Pensar el contexto de una nueva Ley de Educación Superior en la actualidad traumática post pandémica, nos lleva a imaginar futuros en plural inmersos en una estructura de profundas desigualdades sociales, conflictos por derechos adquiridos y derechos negados, interculturalidad e hiper-complejidad, desarrollos dominantes tecnológicos y virtuales en el marco de disputas crecientes en torno a nuestra salud colectiva e individual en un ecosistema amenazado y severa escasez de recursos. Estos temas están ausentes de las agendas políticas a favor del mantenimiento de ciertos privilegios adquiridos. En suma, nuestro nuevo imperativo debería orientarse a reponer el sentido democrático de las leyes a la luz del bienestar común, concepto devaluado, aunque necesariamente requerido para construir un futuro más justo. 

Igualmente, no podemos analizar dos momentos históricos distintos cien años después porque previo a la ley de los 90, la Ley Taiana del año 74 ya planteaba que en algunas áreas el Estado debía, no digo restringir, pero sí gestionar la vida académica en función de infraestructura y de equipamiento. También era una mirada a las facultades, en tanto –por más que pueda decirse que ese párrafo segundo del artículo 50 le da a la facultad de más de 50.000 alumnos la capacidad de decidir el ingreso– constituye una intromisión excesiva regulatoria del Estado respecto a la universidad.

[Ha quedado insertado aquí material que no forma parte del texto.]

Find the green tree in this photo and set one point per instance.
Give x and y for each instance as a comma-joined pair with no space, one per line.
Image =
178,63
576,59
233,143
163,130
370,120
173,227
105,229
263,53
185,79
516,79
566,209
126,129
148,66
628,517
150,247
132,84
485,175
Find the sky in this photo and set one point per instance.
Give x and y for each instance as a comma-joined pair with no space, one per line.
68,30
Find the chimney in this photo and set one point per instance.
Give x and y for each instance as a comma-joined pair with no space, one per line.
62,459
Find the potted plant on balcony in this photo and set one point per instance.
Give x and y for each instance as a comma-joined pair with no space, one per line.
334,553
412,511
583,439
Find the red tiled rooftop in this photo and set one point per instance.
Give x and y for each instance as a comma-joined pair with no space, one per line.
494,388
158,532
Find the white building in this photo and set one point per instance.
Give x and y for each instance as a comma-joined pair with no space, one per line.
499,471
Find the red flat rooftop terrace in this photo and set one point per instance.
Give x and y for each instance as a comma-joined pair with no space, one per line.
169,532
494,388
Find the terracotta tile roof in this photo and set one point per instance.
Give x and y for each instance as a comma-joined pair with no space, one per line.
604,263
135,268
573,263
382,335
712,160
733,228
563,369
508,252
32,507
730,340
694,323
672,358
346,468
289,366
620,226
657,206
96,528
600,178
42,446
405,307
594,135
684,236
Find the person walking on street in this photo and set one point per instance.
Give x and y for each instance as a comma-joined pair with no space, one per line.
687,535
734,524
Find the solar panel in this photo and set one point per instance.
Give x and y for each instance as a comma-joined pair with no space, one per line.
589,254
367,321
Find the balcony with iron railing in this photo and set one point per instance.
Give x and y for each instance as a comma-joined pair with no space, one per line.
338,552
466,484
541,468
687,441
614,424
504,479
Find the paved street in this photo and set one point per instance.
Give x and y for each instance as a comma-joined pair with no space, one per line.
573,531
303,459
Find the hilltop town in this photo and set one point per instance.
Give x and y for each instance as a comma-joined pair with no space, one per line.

Sí, es así. También me interesa hacer un llamado de atención sobre la ausencia de una nueva Ley de Educación Superior a la luz del trabajo en comisiones, las consultas a especialistas y gremios, los proyectos partidarios etc. durante ambas gestiones Kirchner. El principal propósito de esta recuperación histórica es promover una reflexión comparativa entre los contextos de producción de la Ley 1597 promulgada por un Estado fundante, conservador y oligárquico cuyos principios denotaban el liberalismo de época y, a la vez, pragmatismo y habilidades políticas para resolver conflictos a través del tiempo. Desde la perspectiva del presente, teniendo en cuenta el momento actual de la historia de las universidades, la propuesta de una nueva Ley de Educación Superior puede percibirse como una amenaza a ciertos poderes de agencias y agentes con capacidad de autopreservación, diversos entre sí, que se tornan disolventes respecto de algunos principios de las etapas fundantes, de cara a los futuros inciertos venideros. La gran lección que nos deja la Ley 1597 es que las misiones educativas orientadas hacia el mayor bien no deberían quedar en manos de intereses particulares institucionales, aunque la libertad institucional debe ser garantizada como principio inquebrantable. Evaluación y regulación, regulación y autonomía, acreditación y habilitación profesional conforman pares antinómicos que no deberían quedar por fuera de los debates legislativos.